The new DP54 cable with ultra-high bit rate (UHBR) introduces the UHBR13 specification and succeeds the DP40 specification that uses the UHBR10 standard. The new standard will be embraced by different electronics, but will be most beneficial for ultra-wide screen and multi-display configurations.
The latest DP 2.1a cable allows a UHBR13.5 link rate of four lanes to provide a data transfer rate of up to 54 Gbps on a two-meter cable. This is a breakthrough, as the UHBR13.5 specification was only possible with a restricted DP80 UHBR cable for 1 meter cables.
This change in cable length and increased bandwidth is much appreciated and just in time for next-generation monitors, TVs, graphics boards, and different types of sink (usually the monitor) and source devices for different uses.
Cable Length Compatible with DP2.0 Standard
Users with UHBR13.5 compatible hardware and cables enable higher resolution and refresh rate combinations of up to 8K2K at 240 Hz, or 8K4K at 120 Hz. The two-meter cable length of DP2.1a can be utilized by the current generation UHBR10 specification available in the DisplayPort 2.0 standard.
James Choate, VESA’s compliance program manager, said in a press statement that “with the latest DisplayPort update, the UHBR13.5 cable specification has now been developed specifically to provide UHBR10 and UHBR13.5 monitors and graphics board with a longer passive cable. Consumers are no longer limited to connecting UHBR13.5 source and sink devices with a 1-meter DP80 cable, which provides more bandwidth support than their hardware needs and, in some cases, may be too short for their configuration, for example, with ultra-wide curved screens.”
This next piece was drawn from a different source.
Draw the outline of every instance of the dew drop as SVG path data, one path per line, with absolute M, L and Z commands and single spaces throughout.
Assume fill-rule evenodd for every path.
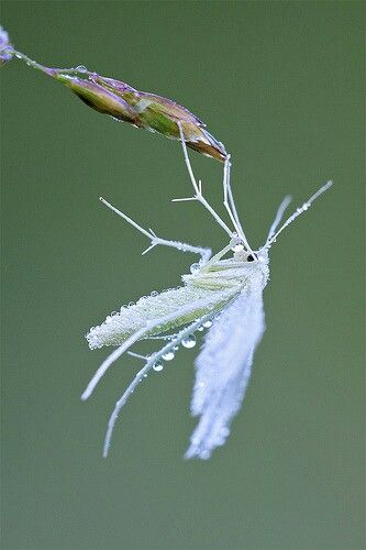
M 195 348 L 196 345 L 196 337 L 195 334 L 190 334 L 188 338 L 185 338 L 182 341 L 181 341 L 181 345 L 184 348 Z
M 157 361 L 156 363 L 154 363 L 153 369 L 155 372 L 159 373 L 163 371 L 164 365 Z
M 171 361 L 175 358 L 175 353 L 173 351 L 167 351 L 162 355 L 164 361 Z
Don’t expect to see many devices taking advantage of the new cables anytime soon. The recently announced RTX 40 Super series graphics cards use DisplayPort1.4a output. The same can be said for the monitors announced during CES 2024. Sink and source devices will take a long time to adopt DisplayPort 2.1a.
VESA is ready for a distant future, but we will only see this new standard widely adopted with graphics boards beyond the RTX 50 Blackwell GPUs, which will use DisplayPort 2.0. As DP 2.0 devices can take advantage of the additional cable length, we may see this cable standard deployed during the RTX 50’s lifecycle and for high-resolution TVs in the near future.